From thousands of miles away, one sees Ipanema's glistening beaches, multi-million dollar soccer stadiums and thousands of screaming, exuberant fans.
Yet nestled in the hills above Rio de Janeiro, a different dimension of Brazil languishes in poverty, succumbs to violence and struggles with drug abuse.
The slums, called favelas, lurk ominously over Rio's natural splendors.
Densely populated, with narrow streets and unreliable infrastructure, the favelas are, more or less, Brazil's underbelly - highlighting the stark economic divide between the rich and the poor.
CNN's Chris Cuomo explored Favela Tavares Bastos, where some residents voiced discontentment with the Brazilian government and lamented the lack of meaningful change.
"They haven't got a democracy, what they've got is a 'kleptocracy,'" Bob Nadkarni, a hotel owner and British ex-pat who has lived in the favela for 35 years, said.
Nadkarni said that Brazil and the favelas are both plagued by corruption, even after a 2008 "pacification," intended to clean up and restore a semblance of order to the slums.

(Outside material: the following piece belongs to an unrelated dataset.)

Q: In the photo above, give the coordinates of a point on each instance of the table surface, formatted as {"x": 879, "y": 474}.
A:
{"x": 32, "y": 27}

Despite the favela's laundry list of problems, Nadkarni remains smitten with Tavares Bastos and its panoramic views of Rio.
"I sit here in the morning, having my cup of coffee - and the steam is coming through my cup of coffee, and the sun rolls over the switchback mountains and pours over the sea like fresh orange juice," he said.
"Oh boy, after 35 years, I'm still looking at it and I still love it."